Die Tiergesundheit ist wichtig
Die Schweinehalter, die bis jetzt am SuisSano-Programm mitmachten, bekamen eine Bonuszahlung von einem Franken pro Mastschwein und pro Mastferkel. Ab 1. April gibt es diese Bonuszahlung nicht mehr. Der Grund ist, dass das Anreizsystem auf drei Jahre beschränkt war. Es wurde vom Detailhandel und den Abnehmern finanziert und verstand sich als Anreiz für jene, die frühzeitig ins Programm eingestiegen sind.
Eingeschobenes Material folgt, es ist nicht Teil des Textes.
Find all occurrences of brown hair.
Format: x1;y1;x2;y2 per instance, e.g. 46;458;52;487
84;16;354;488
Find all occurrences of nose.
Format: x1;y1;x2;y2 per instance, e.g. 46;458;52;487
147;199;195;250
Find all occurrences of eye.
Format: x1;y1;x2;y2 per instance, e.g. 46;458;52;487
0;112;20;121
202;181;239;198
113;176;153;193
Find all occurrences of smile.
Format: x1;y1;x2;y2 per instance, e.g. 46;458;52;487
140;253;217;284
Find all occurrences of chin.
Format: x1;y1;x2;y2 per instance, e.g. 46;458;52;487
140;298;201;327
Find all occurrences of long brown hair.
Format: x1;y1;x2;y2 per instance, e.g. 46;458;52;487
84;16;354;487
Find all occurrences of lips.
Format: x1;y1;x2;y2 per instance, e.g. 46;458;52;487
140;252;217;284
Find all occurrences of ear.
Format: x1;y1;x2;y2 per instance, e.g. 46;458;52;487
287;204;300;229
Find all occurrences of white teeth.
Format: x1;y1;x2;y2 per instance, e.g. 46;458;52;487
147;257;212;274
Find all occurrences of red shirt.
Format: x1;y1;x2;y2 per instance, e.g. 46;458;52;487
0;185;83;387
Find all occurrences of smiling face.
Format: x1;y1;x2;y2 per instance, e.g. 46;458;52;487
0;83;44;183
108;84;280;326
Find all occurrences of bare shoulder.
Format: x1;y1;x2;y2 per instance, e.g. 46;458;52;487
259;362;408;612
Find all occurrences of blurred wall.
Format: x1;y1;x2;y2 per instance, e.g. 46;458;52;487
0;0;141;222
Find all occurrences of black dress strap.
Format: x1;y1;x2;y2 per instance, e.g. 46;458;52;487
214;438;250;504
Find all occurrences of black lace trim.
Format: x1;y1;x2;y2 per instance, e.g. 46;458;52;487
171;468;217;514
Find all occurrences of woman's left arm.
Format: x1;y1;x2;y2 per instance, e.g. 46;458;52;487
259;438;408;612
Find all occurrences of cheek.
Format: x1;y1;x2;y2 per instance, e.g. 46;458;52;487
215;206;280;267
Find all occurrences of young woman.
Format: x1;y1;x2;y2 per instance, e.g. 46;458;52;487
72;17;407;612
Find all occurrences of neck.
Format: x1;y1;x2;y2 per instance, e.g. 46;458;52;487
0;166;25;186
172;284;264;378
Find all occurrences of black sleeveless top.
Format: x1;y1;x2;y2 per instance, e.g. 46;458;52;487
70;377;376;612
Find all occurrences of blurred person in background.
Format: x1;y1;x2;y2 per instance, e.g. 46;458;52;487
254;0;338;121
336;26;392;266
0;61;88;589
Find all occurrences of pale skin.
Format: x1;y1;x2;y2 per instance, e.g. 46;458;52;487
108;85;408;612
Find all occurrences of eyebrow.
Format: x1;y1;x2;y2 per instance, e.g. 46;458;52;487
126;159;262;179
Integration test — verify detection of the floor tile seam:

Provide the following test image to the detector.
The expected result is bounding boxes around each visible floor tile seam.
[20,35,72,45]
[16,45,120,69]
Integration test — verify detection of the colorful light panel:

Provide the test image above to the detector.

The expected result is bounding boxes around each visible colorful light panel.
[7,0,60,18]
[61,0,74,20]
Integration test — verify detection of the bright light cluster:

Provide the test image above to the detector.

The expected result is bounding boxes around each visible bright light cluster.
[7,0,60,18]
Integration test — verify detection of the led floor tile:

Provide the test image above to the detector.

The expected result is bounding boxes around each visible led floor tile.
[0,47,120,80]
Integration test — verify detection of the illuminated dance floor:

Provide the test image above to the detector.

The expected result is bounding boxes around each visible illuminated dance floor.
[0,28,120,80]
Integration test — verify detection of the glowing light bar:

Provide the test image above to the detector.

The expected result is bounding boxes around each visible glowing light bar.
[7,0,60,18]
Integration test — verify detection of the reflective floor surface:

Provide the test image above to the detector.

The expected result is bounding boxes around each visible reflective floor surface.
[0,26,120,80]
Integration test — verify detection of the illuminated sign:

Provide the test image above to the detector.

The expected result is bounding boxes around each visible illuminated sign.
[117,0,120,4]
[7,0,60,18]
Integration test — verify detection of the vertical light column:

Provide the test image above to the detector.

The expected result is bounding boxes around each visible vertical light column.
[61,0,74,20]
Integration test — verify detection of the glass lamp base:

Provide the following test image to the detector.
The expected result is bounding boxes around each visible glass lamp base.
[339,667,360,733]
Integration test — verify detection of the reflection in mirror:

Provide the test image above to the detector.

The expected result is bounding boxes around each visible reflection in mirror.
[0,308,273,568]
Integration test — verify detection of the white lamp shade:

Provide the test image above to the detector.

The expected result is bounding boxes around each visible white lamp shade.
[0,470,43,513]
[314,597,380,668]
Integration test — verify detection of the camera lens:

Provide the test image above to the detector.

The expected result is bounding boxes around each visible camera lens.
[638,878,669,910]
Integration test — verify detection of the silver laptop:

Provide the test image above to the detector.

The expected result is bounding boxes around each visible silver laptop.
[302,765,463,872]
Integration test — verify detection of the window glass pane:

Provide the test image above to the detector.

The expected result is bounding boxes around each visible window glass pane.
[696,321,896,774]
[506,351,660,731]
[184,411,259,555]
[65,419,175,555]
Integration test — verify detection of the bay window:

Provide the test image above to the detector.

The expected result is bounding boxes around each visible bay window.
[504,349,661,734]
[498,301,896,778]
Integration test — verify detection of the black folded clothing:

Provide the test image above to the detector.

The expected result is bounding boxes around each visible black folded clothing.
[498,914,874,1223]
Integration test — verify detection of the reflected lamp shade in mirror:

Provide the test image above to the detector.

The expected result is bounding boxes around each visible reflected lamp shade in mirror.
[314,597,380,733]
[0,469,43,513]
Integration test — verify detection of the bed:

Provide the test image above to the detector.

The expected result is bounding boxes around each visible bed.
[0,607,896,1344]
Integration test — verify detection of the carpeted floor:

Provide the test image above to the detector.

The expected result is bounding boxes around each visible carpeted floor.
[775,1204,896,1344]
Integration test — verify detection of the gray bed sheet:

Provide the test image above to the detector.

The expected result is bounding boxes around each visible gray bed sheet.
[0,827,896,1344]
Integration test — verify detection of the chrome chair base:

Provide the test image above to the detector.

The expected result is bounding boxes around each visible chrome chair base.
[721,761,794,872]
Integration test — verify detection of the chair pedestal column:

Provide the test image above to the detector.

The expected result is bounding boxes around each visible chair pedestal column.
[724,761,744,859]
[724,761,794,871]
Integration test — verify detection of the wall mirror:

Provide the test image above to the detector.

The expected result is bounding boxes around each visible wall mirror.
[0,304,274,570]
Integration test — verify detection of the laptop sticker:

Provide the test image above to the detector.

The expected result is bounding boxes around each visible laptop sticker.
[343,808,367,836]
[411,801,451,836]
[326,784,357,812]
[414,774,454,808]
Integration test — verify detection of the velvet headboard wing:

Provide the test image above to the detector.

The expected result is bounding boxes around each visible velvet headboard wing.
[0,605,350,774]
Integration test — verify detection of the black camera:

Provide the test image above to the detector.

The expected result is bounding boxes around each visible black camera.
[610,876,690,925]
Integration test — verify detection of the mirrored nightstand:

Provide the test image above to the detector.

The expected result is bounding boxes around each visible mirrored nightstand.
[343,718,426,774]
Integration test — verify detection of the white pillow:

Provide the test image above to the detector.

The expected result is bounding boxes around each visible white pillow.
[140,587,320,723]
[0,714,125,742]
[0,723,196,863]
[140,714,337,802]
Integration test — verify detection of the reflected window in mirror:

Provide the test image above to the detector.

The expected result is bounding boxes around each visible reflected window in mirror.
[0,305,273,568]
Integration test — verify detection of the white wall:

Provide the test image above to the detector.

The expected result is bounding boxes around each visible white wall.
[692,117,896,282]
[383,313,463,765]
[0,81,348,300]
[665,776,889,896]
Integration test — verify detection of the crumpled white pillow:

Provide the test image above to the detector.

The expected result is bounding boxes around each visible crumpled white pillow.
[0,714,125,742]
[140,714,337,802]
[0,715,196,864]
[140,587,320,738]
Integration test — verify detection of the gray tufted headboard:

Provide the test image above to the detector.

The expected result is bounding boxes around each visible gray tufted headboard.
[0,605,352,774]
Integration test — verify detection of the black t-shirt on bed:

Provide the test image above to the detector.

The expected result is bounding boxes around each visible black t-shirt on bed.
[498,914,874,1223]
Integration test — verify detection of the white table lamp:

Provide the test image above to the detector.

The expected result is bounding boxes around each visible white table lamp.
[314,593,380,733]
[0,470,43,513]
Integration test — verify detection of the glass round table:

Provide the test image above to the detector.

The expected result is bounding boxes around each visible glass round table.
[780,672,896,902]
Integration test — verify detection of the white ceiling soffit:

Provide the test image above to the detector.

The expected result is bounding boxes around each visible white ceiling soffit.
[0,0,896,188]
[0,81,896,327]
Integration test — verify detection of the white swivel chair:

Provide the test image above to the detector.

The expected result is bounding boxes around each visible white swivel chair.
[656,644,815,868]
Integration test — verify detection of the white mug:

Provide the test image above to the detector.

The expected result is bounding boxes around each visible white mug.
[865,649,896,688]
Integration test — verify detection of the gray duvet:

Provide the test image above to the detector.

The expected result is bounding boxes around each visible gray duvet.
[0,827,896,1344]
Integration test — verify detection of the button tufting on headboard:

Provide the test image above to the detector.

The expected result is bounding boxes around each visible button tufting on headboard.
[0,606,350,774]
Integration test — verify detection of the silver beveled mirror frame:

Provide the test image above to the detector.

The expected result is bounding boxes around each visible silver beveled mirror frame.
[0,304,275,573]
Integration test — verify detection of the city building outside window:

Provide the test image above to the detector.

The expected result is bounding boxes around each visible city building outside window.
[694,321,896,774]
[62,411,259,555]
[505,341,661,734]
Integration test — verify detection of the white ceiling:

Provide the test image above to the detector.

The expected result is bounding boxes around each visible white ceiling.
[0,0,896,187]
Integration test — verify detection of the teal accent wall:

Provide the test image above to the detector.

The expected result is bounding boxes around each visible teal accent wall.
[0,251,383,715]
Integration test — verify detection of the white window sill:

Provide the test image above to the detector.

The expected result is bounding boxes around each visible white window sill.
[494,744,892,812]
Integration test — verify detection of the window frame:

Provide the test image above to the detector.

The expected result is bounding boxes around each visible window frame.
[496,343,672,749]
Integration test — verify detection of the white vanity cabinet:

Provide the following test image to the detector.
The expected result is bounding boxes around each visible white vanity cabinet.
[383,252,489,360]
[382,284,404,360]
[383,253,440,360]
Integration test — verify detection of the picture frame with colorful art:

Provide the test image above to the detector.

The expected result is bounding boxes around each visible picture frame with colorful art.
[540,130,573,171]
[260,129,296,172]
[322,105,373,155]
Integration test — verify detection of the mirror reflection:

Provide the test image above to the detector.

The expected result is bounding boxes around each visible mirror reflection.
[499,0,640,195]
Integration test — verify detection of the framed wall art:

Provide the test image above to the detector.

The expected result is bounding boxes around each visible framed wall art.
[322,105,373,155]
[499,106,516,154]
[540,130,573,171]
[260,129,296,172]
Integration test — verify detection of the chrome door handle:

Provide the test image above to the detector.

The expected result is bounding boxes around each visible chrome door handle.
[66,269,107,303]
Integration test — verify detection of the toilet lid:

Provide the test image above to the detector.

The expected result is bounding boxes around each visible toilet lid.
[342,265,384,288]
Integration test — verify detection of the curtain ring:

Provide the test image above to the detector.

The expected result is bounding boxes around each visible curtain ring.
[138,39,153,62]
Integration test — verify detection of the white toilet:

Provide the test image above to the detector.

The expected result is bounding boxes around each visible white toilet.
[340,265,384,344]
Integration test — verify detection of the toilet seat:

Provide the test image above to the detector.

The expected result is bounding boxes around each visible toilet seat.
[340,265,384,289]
Ab 1. April wird das SuisSano-Programm Standard.
Jede Behandlung
Das Kernelement von SuisSano ist das elektronische Behandlungsjournal (EBJ). Bis anhin musste jede Behandlung, welche durch die Tierhalterin durchgeführt wurde, schriftlich auf Papier erfasst werden. In den Plus-Gesundheitsprogrammen ist die elektronische Erfassung vorgesehen. Das EBJ sichert zudem die gesetzliche Dokumentationspflicht und Archivierung. Für gewisse Tierhalter ist dies zumindest in der Anfangsphase eine Herausforderung, für andere eine Erleichterung.
Viele Möglichkeiten
«Die elektronische Aufzeichnung bietet viele Möglichkeiten bei der Auswertung der Daten für den Betrieb», sagt der Suisag-Geschäftsführer Matteo Aepli. Wie bereits erwähnt könne man nur dadurch gegenüber der Öffentlichkeit auf-zeigen, wo man genau mit dem Antibiotikaeinsatz stehe. «Wir gehen aktuell davon aus, dass im Rahmen der Agrarpolitik Tierhaltende für ihren Einsatz bezüglich Tiergesundheit zusätzlich entschädigt werden. Wann das kommen wird, ist bekanntlich zurzeit noch offen», so Aepli.